Prosecutors alleged that Carty, a mother and a grandmother, was obsessed with having another baby to save her common-law marriage and orchestrated the kidnap and murder plot so she could pass off Rodriguez’s newborn as her own. Carty’s defense argued she was set up by the kidnappers — all of whom had prior drug or robbery convictions — as retribution for her ongoing work with the DEA.

In his affidavit, Mathis, who could not be reached for comment, wrote that Spence had “limited my testimony and only wanted me to testify only to a very tight set of facts.” He wrote he was unable to speak to Carty’s important work with the DEA, or the fact that he found her incapable of committing murder.

Though no execution date has been set, Carty’s case has drawn significant interest and outrage in England and her native Saint Kitts. Her case has been well-covered by British media, and former model and human rights activist Bianca Jagger numbers among her supporters. In 2009, supporters staged a sort of demonstration in London’s Trafalger Square to publicize her plea. Carty’s case was even the subject of an episode of the Werner Herzog-directed miniseries, “On Death Row.”

Goldberg noted the Harris County District Attorney’s Office has not opened an investigation into the allegations against Spence; a Harris County district attorney told the Chronicle the office would wait for a response from the state before opening any kind of investigation into misconduct by the office's attorneys.

The Harris County District Attorney’s office did not return The Huffington Post's calls or emails for comment.

Carty has lost a total of three appeals at the state and federal level, including one in which the British government filed an amicus brief as a friend of the court to the U.S. Supreme Court. Goldberg, who has been working pro-bono on Carty’s appeals case for almost a decade, said on top of unethical tactics by Spence’s office, Carty’s court-appointed trial attorney was inept; lawyer Gerald Guerinot even failed to call Mathis to the stand or contact the British Consulate when Carty was arrested. The Houston Chronicle notes Guerinot has had 20 clients condemned to death row.
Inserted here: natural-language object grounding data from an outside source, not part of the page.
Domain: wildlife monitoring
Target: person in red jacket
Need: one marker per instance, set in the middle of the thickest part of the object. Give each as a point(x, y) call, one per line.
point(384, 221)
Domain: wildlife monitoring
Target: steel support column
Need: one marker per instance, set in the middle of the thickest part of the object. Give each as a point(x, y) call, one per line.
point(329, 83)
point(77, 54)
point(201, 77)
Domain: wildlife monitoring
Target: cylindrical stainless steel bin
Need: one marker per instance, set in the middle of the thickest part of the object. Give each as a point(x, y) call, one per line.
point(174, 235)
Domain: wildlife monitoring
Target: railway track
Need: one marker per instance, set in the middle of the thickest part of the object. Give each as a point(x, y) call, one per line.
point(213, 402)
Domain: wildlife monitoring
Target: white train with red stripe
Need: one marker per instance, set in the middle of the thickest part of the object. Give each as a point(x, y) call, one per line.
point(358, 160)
Goldberg said Carty is now waiting for the Texas Criminal Court of Appeals to grant an evidentiary hearing based on the new evidence from the affidavits.

“It is very difficult to maintain your sanity being on death row for a decade,” Goldberg said. “Linda has had so many highs and lows through first round of appeals and now she is in one of those highs thinking ‘we got this!’"

Goldberg added: “But I’m trying to temper everything, because when you’re dealing with the criminal courts, you can never say for certain.”